5. Meninggalkan segala perbuatan Bid’ah

Bid’ah merupakan suatu metode di dalam beragama yang di ada-adakan menyerupai syari’at, dengan maksud untuk mendekatkan diri kepada Allah subhanahu wa ta’ala sedangkan tidak ada padanya dalil syar’i yang shahih dalam asal atau tata cara pelaksanaannya. Maka ketika Rasulullah shallallahu ‘alaihi wa sallam telah mengajarkan kepada kita seluruh perkara dalam agama ini, haram bagi kita untuk mengadakan sesuatu yang baru (bid’ah)  di dalam agama ini, karena jika demikian maka sama saja kita telah menganggap Rasulullah shallallahu ‘alaihi wa sallam berkhianat karena tidak menyampaikan seluruh risalah-Nya. al-Imam Malik bin Anas rahimahullah berkata:

من ابتدع في الاسلام بدعه يراها حسنه فقد زعم ان محمدا صلى الله عليه وسلم خان الرسالة لان الله يقول اليوم أكملت لكم دينكم فما لم يكن يومئذ دينا فلا يكون اليوم دينا

“Barangsiapa yang berbuat bid'ah dalam Islam dan dia menganggapnya hasanah (baik), maka sungguh dia telah menuduh Nabi Muhammad shallallahu ‘alaihi wa sallam telah mengkhianati risalah.

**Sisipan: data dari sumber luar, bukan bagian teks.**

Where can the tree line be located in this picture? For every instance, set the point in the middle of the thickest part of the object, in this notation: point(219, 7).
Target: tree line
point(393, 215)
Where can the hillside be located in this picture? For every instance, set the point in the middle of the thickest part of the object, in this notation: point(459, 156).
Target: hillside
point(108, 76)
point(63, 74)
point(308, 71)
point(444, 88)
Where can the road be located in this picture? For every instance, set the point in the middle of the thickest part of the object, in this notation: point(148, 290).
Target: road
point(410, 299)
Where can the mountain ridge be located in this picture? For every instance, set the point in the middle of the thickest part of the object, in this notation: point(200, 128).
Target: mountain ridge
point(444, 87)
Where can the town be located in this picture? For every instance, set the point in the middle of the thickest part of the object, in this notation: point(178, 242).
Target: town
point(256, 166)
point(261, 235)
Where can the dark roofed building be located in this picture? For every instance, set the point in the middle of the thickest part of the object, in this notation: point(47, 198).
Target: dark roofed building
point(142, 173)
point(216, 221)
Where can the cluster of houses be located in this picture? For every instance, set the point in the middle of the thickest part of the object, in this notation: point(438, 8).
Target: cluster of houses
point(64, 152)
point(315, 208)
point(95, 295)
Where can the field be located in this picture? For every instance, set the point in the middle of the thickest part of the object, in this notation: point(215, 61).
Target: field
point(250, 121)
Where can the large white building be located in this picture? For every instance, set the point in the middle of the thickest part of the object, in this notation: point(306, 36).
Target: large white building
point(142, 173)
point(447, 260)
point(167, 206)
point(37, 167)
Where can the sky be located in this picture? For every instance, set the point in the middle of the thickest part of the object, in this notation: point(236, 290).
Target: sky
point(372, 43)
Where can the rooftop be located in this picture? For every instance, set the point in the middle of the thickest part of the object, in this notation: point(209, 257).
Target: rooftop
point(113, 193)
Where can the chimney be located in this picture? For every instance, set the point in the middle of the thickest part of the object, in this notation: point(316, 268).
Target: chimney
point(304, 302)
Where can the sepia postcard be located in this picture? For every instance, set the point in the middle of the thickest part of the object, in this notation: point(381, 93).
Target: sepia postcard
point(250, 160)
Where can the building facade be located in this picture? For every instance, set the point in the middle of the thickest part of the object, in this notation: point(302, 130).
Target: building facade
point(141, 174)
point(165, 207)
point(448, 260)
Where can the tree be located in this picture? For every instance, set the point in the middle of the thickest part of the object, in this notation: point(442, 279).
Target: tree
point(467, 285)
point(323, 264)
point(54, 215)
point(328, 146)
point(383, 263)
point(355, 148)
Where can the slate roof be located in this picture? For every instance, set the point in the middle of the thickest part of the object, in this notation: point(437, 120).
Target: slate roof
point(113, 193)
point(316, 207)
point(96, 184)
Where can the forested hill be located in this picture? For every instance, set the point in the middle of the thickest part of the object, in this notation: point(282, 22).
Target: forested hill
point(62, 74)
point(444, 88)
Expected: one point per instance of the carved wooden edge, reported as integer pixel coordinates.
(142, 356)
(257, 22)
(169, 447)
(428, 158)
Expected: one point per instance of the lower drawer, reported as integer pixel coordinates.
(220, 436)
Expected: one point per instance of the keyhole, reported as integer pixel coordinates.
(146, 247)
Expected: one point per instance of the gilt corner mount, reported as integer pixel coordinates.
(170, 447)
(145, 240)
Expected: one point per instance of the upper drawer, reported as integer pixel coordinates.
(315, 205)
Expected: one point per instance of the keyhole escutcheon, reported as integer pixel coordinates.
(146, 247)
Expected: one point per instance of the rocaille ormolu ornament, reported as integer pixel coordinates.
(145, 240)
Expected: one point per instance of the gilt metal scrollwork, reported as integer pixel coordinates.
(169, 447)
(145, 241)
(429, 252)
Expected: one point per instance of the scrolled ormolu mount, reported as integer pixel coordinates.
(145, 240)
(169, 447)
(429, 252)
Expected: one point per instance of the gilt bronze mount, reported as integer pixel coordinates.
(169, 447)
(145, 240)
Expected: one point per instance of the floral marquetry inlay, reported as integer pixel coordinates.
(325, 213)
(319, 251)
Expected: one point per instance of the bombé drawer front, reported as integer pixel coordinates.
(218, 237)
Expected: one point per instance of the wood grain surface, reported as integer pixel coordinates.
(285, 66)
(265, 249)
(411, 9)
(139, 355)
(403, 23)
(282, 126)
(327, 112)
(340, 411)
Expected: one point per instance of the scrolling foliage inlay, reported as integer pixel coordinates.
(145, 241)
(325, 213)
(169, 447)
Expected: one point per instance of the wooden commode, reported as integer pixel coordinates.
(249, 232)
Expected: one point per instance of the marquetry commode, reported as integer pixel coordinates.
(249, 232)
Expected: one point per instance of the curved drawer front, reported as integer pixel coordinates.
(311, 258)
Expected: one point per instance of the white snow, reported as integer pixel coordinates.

Karena Allah telah berfirman: “Pada hari ini telah Kusempurnakan untuk kamu agamamu.” Jika suatu perkara yang pada saat ayat ini diturunkan bukan termasuk bagian dari agama, maka sekarang pun bukanlah termasuk bagian dari agama.”[7]

6. Mendahulukan sabda Rasulullah shallallahu ‘alaihi wa sallam di atas segala perkataan manusia

Konsekuensi terakhir dari syahadat risalah adalah wajib mendahulukan sabda Rasulullah shallallahu ‘alaihi wa sallam diatas segala pendapat dan ucapan manusia. Allah subhanahu wa ta’ala berfirman:

يَا أَيُّهَا الَّذِينَ آمَنُوا لَا تُقَدِّمُوا بَيْنَ يَدَيِ اللَّهِ وَرَسُولِهِ ۖ وَاتَّقُوا اللَّهَ ۚ إِنَّ اللَّهَ سَمِيعٌ عَلِيمٌ

“Hai orang-orang yang beriman, janganlah kamu mendahului Allah dan Rasulnya dan bertakwalah kepada Allah. Sesungguhnya Allah Maha Mendengar lagi Maha Mengetahui.”[8]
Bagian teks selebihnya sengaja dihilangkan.